There were also some copies in which both parts were bound as a single volume.  One such copy went to The Spectator, and another was posted with the compliments of the author, Miölnir, to the poet H.W. Longfellow at Cambridge, Boston, Massachusetts.

800px-Longfellow_National_Historic_Site,_Cambridge,_Massachusetts

Longfellow’s home in Cambridge Massachusetts

A third of these combined volumes has found its way via the second hand trade into the hands of Mr Arthur Chater.

Arthur Chater’s copy of the volume by Miölnir

This is a puzzling volume, for on the title pages of both the first and the second series of poems is a dedication, “GEJ Powell with the best love of the Author, Miölnir”

Poems by Miölnir, the dedication at the beginning of the first volume

and “George EJ Powell with the best love of the Author”

The handwritten dedication from Miölnir to George Powell

A comparison of the handwriting with that of George Powell’s letters to Longfellow confirms that it is in the same hand.  George Powell, perhaps in order to be able to claim close acquaintance with his alter ego, was in effect sending himself his love!

On 1 March 1862 Powell must have opened The Spectator with keen anticipation.  He read as follows;

The premature mild spring weather is bringing out the minor poets, and ere long the cuckoo will be heard in the land. The most pretentious of verse makers is Mr W.C. Kent—- Though it may not be necessary that the driver of fat oxen should himself be fat, it is at least necessary that the writer of poetry should be something of a poet – which Mr Kent decidedly is not.  A more feeble, but at the same time a far more modest versifier is one who assumes the pseudonym of Miölnir.  Indeed his only merit is the negative one of self abasement, which he carries to the extreme point of simplicity.  He is evidently an amiable and ingenuous youth, whose naïveté and genuineness of character will command many friends, too staunch to be alienated by the meagreness of his poetic faculty.”

Powell  was obviously smarting when he wrote  again to Longfellow on 14 March 1862. “ I most unwisely sent it to The Spectator for review, a thing I ought never to have done with a work printed for private circulation”.  After a prolonged account of the review and its limitations he concluded  “ I will not trouble you with a long account of my petty woes, which I have quite recovered from” .

Clearly he had not recovered his composure at all and wrote another long letter to Longfellow in June. “ being compelled to leave Oxford by continued ill health,  and perpetual gloom and low spirits, the former induced, I believe, by the damp unwholesome air, and the latter by my insurmountable distaste for members of the College by whom I found myself surrounded – I wished for as complete a change as possible so came here [to Reykavik].

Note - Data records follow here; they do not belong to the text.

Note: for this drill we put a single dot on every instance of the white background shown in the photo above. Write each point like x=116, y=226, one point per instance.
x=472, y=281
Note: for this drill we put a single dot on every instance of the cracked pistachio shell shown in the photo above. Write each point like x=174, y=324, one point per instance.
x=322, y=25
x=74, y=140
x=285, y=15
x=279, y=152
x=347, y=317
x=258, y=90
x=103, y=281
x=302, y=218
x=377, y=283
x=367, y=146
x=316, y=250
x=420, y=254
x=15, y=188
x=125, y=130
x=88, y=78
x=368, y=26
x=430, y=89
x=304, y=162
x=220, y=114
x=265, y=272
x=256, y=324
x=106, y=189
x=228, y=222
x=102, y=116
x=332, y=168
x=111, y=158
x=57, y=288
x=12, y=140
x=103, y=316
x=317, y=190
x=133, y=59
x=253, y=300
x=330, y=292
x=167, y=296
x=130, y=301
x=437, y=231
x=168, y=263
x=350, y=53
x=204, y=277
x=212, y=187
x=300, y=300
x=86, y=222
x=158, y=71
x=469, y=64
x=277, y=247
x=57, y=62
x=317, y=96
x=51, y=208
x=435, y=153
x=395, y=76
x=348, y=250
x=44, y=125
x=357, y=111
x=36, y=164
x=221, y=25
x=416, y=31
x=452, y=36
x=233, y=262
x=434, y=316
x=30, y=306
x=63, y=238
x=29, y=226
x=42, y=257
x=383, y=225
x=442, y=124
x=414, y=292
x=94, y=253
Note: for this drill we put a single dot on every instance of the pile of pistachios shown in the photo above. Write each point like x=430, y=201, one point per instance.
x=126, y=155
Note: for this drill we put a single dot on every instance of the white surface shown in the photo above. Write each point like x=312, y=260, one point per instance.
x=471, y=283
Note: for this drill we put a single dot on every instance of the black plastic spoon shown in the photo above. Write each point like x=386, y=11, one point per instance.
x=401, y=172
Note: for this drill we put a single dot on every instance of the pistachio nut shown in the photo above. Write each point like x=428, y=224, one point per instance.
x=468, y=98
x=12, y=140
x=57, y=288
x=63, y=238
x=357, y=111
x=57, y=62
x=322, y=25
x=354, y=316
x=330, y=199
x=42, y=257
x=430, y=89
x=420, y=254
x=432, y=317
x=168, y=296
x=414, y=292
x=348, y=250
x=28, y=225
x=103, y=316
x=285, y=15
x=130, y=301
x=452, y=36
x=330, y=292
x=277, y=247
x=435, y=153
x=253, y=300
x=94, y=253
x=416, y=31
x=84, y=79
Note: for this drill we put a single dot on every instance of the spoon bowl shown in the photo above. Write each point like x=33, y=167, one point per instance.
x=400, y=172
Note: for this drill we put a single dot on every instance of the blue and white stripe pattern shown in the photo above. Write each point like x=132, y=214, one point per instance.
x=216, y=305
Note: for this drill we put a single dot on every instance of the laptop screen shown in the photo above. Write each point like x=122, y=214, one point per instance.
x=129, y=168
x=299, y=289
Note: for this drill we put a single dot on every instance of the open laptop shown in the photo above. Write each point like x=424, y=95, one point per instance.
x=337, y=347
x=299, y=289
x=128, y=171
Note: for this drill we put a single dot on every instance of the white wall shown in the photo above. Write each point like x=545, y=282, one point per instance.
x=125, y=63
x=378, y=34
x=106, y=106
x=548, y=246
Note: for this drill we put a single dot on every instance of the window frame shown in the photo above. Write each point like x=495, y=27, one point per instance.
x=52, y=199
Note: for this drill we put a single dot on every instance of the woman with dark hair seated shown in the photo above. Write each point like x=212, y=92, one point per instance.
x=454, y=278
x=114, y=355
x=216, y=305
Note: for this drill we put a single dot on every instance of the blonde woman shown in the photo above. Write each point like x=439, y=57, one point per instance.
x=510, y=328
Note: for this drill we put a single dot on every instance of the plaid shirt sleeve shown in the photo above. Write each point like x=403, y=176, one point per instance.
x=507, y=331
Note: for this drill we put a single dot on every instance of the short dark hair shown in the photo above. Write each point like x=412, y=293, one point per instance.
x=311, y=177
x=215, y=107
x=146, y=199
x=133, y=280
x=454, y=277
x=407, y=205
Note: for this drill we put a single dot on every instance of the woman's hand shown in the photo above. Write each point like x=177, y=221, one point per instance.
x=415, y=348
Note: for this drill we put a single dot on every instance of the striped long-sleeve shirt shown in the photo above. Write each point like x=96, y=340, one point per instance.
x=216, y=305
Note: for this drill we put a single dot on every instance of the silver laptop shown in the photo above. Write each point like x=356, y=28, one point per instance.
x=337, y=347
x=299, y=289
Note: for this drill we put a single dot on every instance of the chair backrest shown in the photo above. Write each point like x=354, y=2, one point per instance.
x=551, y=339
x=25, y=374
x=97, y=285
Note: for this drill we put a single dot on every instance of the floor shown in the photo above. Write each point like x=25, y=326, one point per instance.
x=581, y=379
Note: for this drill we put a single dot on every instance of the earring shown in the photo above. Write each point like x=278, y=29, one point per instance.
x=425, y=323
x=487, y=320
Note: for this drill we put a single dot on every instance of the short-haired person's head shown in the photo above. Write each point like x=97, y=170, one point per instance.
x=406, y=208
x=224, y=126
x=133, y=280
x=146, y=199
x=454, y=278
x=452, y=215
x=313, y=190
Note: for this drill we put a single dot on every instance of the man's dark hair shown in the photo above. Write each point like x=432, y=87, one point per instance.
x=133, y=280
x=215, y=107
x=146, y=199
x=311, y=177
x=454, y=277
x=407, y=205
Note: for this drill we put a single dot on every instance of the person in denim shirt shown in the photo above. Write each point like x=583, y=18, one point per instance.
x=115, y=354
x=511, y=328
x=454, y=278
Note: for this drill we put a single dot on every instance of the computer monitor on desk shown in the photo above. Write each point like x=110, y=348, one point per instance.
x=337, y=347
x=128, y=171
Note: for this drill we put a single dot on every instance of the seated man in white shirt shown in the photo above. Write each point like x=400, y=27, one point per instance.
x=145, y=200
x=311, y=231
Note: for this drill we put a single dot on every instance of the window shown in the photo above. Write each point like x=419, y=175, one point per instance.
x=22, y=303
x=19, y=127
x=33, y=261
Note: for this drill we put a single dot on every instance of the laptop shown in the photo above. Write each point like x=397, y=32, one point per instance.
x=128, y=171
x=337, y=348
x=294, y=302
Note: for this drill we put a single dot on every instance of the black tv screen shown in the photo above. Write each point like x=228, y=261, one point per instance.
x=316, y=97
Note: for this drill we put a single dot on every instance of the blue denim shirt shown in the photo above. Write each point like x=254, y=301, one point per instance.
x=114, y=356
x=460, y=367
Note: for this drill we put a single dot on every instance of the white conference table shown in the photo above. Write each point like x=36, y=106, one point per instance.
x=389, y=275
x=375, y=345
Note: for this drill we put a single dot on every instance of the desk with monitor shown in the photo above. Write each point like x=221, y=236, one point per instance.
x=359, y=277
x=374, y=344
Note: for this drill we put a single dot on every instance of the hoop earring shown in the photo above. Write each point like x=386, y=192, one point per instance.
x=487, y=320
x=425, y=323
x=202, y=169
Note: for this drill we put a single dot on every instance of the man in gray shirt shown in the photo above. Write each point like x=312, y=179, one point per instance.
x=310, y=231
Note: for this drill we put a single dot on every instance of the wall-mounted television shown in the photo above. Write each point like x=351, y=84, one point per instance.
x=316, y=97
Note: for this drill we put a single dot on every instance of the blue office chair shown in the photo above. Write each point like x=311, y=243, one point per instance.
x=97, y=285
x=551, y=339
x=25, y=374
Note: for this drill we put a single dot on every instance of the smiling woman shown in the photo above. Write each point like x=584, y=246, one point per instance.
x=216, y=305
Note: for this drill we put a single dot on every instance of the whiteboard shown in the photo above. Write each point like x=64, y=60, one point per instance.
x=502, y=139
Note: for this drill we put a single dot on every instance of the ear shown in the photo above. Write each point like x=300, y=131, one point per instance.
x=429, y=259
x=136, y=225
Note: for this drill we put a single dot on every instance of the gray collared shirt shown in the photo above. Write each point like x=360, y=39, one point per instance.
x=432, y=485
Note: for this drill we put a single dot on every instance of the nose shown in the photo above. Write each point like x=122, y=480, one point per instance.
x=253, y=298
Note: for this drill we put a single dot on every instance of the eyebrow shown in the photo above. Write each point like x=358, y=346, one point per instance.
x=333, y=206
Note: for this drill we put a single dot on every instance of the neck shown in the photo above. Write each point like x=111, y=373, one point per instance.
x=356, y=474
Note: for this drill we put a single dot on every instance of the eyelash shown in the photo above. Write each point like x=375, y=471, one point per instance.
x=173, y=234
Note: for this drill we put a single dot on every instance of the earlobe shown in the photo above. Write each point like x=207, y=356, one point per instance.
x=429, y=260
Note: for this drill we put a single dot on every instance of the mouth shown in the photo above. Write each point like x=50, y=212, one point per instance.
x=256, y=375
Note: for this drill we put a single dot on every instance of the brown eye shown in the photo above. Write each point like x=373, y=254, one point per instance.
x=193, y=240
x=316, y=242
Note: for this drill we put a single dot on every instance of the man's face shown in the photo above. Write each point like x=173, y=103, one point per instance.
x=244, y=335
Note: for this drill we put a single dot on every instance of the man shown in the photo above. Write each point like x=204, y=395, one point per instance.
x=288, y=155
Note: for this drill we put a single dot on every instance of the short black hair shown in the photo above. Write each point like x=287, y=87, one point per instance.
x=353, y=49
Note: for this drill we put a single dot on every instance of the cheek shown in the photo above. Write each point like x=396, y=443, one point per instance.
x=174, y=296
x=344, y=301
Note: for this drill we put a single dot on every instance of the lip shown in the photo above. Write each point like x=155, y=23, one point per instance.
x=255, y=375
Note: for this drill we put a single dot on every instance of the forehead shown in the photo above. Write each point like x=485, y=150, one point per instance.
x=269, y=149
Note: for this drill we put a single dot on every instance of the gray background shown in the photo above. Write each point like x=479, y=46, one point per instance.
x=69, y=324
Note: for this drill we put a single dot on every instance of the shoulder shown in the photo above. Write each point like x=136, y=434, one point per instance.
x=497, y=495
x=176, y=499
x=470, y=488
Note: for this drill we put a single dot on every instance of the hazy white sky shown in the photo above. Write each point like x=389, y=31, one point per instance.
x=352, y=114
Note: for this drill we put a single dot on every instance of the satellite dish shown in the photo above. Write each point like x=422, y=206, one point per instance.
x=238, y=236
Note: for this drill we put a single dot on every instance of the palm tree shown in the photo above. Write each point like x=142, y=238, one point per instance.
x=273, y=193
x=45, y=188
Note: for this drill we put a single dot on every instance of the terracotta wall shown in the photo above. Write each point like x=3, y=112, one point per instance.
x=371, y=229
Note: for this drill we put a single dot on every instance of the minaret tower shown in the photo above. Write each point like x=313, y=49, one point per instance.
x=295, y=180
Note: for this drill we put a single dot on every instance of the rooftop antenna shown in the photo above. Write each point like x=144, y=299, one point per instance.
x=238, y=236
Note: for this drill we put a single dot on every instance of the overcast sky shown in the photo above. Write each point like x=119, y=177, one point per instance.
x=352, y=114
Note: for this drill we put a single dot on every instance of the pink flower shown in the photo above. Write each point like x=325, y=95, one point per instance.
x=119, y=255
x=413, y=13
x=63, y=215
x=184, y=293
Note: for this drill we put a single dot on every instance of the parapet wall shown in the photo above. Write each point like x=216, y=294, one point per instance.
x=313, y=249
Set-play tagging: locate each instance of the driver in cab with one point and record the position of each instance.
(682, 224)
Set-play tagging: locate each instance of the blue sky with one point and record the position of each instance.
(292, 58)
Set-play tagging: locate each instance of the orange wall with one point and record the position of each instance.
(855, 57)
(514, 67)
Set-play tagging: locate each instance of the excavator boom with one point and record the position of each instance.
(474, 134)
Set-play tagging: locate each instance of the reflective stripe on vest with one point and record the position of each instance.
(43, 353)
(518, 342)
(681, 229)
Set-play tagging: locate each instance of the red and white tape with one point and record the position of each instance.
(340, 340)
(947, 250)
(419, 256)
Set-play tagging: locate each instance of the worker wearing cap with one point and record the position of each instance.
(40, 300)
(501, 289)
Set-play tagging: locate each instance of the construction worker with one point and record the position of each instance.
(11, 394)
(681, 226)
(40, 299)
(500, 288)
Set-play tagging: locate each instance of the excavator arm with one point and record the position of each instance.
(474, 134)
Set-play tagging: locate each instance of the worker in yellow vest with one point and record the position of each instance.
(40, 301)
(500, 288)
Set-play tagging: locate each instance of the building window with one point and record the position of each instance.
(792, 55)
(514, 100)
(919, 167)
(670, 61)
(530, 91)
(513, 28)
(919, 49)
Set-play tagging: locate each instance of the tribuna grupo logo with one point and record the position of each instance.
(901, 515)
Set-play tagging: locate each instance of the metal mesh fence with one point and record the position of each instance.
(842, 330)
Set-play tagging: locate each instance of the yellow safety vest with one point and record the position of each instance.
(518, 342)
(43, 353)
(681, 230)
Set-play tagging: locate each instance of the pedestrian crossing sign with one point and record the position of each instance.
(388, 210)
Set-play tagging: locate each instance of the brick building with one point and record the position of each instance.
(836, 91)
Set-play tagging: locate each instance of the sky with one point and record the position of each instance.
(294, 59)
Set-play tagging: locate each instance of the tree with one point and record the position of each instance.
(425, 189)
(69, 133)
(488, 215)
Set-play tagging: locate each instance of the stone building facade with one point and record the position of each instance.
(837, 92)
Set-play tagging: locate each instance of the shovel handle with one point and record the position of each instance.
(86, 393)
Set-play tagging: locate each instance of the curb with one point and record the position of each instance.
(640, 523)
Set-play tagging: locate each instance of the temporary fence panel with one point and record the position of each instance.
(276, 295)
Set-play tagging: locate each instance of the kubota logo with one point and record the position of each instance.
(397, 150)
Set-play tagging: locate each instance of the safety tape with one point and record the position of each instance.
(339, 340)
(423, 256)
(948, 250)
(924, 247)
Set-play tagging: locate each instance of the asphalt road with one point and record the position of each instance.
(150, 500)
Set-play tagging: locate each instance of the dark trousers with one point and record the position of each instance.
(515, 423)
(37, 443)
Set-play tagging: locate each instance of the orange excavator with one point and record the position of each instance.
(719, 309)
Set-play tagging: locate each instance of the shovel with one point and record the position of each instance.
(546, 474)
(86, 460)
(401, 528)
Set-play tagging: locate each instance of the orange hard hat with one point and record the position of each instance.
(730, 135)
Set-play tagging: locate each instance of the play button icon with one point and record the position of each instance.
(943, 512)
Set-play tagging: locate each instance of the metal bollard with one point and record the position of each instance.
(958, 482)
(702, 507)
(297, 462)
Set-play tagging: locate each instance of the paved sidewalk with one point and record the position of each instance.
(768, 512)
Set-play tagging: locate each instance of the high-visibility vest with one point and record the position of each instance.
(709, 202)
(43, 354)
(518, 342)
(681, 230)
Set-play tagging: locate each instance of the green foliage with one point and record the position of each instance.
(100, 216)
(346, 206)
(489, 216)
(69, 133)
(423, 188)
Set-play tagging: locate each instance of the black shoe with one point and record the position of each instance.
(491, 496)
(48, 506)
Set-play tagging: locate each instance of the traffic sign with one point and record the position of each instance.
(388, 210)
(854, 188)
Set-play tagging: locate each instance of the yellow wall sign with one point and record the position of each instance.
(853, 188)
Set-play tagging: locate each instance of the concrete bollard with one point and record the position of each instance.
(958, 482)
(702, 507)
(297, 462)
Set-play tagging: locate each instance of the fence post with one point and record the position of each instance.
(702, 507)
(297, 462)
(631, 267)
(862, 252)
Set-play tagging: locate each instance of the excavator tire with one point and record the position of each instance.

The following January George was back at Nanteos but the injury was still very much on his mind. “ Six or seven months have toned down wonderfully even my limited admiration for my own poems in so much that I now look with loathing upon that last volume…..  If I had only attended to Horace’s ‘Nonum prematur in annum’ I should have been spared the mortification of exposing the weakness and folly of my mental childhood.  May I entreat you to burn the volume of Miölnir’s poems and trample its ashes underfoot.”

It is not known whether Longfellow acted upon this entreaty by the humiliated poet, but clearly George could not bring himself to burn his own personal volume, so affectionately dedicated to himself.  He published no further poetry but found a new outlet for his writing as a translator of Icelandic sagas.

 

Footnote: Nonum(que)  prematur in annum  translates as Let it ( your first draft) be kept back from publication until the ninth year.